Dieser Tage, genau am 21. Oktober, gedachte man dem 90. Todestag des Arztes, Erzählers und Dramatiker Arthur Schnitzler. So wie Thomas Bernhard im 20. Jahrhundert galt Arthur Schnitzler zur Jahrhundertwende 18/19 als Provokateur per exzellente für die „gehobenen Gesellschaft“ und der Militaria in dieser Zeit. Beide Autoren scheuten nicht davor, kräftig Salz in die nicht verheilten Wunden zu streuen und Missstände in der Gesellschaft aufzudecken.

Sein Theaterstück „Der Reigen“ bietet heute noch Raum für Skandale. Als aber im Jahr 1900 der Text der Novelle „Leutnant Gustl“ in der Weihnachtsbeilage der „Wiener Neuen Freien Presse“ erschien, worin er den Ehrenkodex des Militärs angriff, wurde ihm am 14. Juni 1901 der Offiziersrang als Oberarzt der Reserve aberkannt.

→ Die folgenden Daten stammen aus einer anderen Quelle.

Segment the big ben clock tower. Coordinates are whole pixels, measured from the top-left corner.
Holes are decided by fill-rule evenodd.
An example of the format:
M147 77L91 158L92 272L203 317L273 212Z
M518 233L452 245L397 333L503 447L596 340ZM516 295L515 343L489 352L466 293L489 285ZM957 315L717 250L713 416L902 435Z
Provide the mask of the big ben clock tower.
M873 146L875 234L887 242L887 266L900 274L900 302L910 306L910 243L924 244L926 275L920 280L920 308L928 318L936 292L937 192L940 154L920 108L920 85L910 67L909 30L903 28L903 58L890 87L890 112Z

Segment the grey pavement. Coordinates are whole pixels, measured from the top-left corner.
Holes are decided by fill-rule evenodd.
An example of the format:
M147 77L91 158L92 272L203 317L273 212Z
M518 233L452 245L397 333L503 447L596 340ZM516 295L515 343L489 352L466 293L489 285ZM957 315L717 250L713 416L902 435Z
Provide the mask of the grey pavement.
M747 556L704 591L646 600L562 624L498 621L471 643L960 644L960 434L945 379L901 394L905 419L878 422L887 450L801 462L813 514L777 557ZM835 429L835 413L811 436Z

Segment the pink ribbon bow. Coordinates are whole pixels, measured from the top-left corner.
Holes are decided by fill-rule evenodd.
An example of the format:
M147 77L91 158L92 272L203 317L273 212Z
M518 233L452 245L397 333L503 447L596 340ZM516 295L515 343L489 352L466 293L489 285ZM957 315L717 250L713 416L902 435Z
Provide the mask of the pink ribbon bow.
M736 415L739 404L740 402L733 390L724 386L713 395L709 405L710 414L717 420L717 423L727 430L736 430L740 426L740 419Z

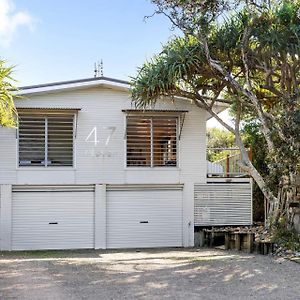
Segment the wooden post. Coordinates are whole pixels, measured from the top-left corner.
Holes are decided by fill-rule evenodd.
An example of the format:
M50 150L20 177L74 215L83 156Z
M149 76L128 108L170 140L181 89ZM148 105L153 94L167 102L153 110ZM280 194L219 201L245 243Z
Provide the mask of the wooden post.
M239 233L235 233L235 250L241 250L241 237Z
M253 252L253 233L251 232L247 234L247 251L248 253Z
M264 208L265 208L265 211L264 211L264 213L265 213L265 215L264 215L265 222L264 222L264 224L265 224L265 226L267 226L269 209L268 209L268 199L266 197L264 197Z
M203 230L203 240L204 240L204 247L208 246L208 241L207 241L207 232Z
M209 243L209 247L210 247L210 248L212 248L212 246L214 245L214 242L215 242L215 233L214 233L214 231L212 230L211 236L210 236L210 243Z
M225 232L225 250L229 249L229 232Z
M227 157L226 157L226 177L229 177L229 158L230 158L230 155L227 154Z

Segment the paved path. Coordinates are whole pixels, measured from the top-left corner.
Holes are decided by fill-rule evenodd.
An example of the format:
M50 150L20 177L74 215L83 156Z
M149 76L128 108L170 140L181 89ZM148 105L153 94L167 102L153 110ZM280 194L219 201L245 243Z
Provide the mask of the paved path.
M0 299L300 299L300 264L221 250L0 253Z

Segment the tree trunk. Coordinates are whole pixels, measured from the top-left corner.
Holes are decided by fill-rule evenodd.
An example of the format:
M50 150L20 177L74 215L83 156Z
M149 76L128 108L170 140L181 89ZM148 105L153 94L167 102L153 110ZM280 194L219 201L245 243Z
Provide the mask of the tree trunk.
M294 218L299 208L300 176L283 176L278 188L278 197L270 203L268 225L276 227L281 224L286 226L286 229L295 229Z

Leutnant Gustl, Solo für Trompete und Blasorchester von Robert Brunnlechner

Über dieses Stück gibt es auch eine eigene Komposition mit gleichen Titel. Der Komponist Robert Brunnlechner schreibt darin: „Gustl, Leutnant der k.u.k. Armee, langweilt sich entsetzlich in der Aufführung eines Oratoriums, für das er eine Karte geschenkt bekommen hat, und beginnt, eigenen Gedanken nachzuhängen: Er sehnt sich nach Kriegsruhm, freut sich auf ein Duell, das am nächsten Tag stattfinden soll. Nach dem Konzert gerät er im Gedränge an der Garderobe in Streit mit einem Bäckermeister, der ihn beschimpft und ihm droht, seinen Säbel zu zerbrechen. Dem militärischen Ehrenkodex gemäß gerät Gustl in eine Zwickmühle: Da sein Kontrahent als einfacher Handwerker nicht satisfaktionsfähig ist, kann er diesen nicht zum Duell fordern. Völlig konsterniert irrt er nächtens in der Stadt herum und landet im Prater, wo er zum Schluss kommt, er müsse sich erschießen. Als er morgens in sein Stammcafé kommt, erfährt er vom Ober, dass besagter Bäckermeister in der Nacht überraschend verstorben ist. Da dieser nun niemandem mehr von dem peinlichen Vorfall erzählen kann, sieht sich Gustl gerettet und macht sich voller Tatendrang auf zum verabredeten Duell.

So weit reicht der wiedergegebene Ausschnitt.